Don’t take a no for an answer

Vorweg – auch mein Schweinehund hat manchmal leichtes Spiel. Diesen  Eintrag wollte ich vorvorgestern schreiben. Gedrückt. Ich habe „Nein“ gesagt – auch wenn es eher nach „morgen“, „muss ja nicht“, „du bist krank“, klang. Ich habe „Nein“ gesagt.
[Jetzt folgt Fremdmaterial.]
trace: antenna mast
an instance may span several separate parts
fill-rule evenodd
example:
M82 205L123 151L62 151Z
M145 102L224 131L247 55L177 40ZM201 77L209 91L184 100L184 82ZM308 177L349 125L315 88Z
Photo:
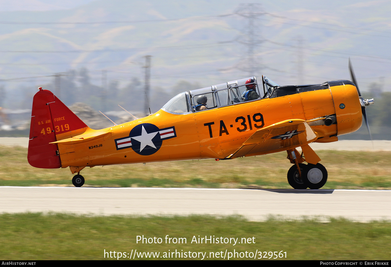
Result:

Und damit sind wir mittendrin in einem Schlüsselsatz des Buches „Über den Wassern. Rudern – Eine Lebenskunst“ des amerikanischen Autoren Craig Lambert: Don’t take a no for an answer – „Akzeptiere kein Nein“ grob übersetzt. Der Versuch, die mentalen Aspekte des Sportes zu übertragen in die Welt der Wirtschaft, den persönlichen Erfolg, das Fortkommen, das Durchsetzungsvermögen, wird häufig und gern unternommen. Was lernen wir von Ausnahmeathleten, um es für uns einzusetzen? Meist, was man so ahnt: Ohne Leidenschaft geht nichts, nur wer sich aufopfert, schafft Höchstleistung. So banal, so wahr, das füllt nur kein Buch.

Lambert geht weiter. Der Amateur-Ruderer, erwähnt diesen Satz in einer Szene, die aus dem Boot berichtet, in dem er mit anderen Ruderern sitzt. Die Muskeln schmerzen wie die Hölle, die Lunge brennt, der Körper schreit mit jeder ihm zur Verfügung stehenden Faser: Aufhören. Aber das Boot ist mitten im Rennen, die anderen Athleten schlagen immer weiter, ein einzelnes Glied dieser Kraft-Kette, das reißt, würde das ganze Boot bremsen. Ein Nein ist keine Option. Inakzeptabel. Es ist die Verpflichtung der Gemeinschaft gegenüber, ein Plädoyer für den Mannschaftssport.

Wer einmal in seinem Leben in einem Rennruderboot saß, ahnt, dass es gut für einige Gleichnisse ist. Es ist ein schmales Ding, ohne die Skulls, die Ruderblätter als stabilisierendes Element, würde es binnen Sekunden umkippen, ich weiß das, ich bin als Schüler in der Schülerriege mehrfach in die Umkleide gegangen, um den 2. Satz Sportklamotten anzuziehen. Sobald zwei bis zu acht Menschen in so einem empfindlichen Sportgerät sitzen und für einige Sekunde alle gleichzeitig die Blätter aus dem Wasser heben, dann fliegt das Boot. Oder es sinkt.

Lambert schlachtet den Grenzbereich zwischen Himmel (Fliegen) und Hölle (Sinken) aus, erinnert an legendäre Duelle auf dem Wasser. Es ist dabei kein Sachbuch, keine trockene Materie, die erhobenen Zeigefingers auf die Vorzüge konsquenten Trainings hinweist. Eine Liebeserklärung ans Wasser, an Sport in der Natur.

Es hilft, selber einmal in einem Ruderboot gesessen zu haben, um zu ahnen, was drin steckt im Buch und im Sport. Und dennoch ist es für jeden Hobbysportler das Buch, das einem erklären kann, wieso anfangen, dranbleiben und weitermachen lohnt.Es gibt einem das Rüstzeug mit, wenn das Sofa ruft, das Training schmerzt, das Wetter nicht so will, sich am Rieman zu reißen (Riemen-Rudern ist das Rudern mit nur einem Skull, wie der Achter) und sich selbst zu sagen: Ein Nein wird als Antwort nicht akzeptiert.

In Deutschland ist das Buch leider vergriffen, gebrauchte Exemplare werden für 80 Euro angeboten – die englische Version ist weiter als Taschenbuch erhältlich – und gut verständlich.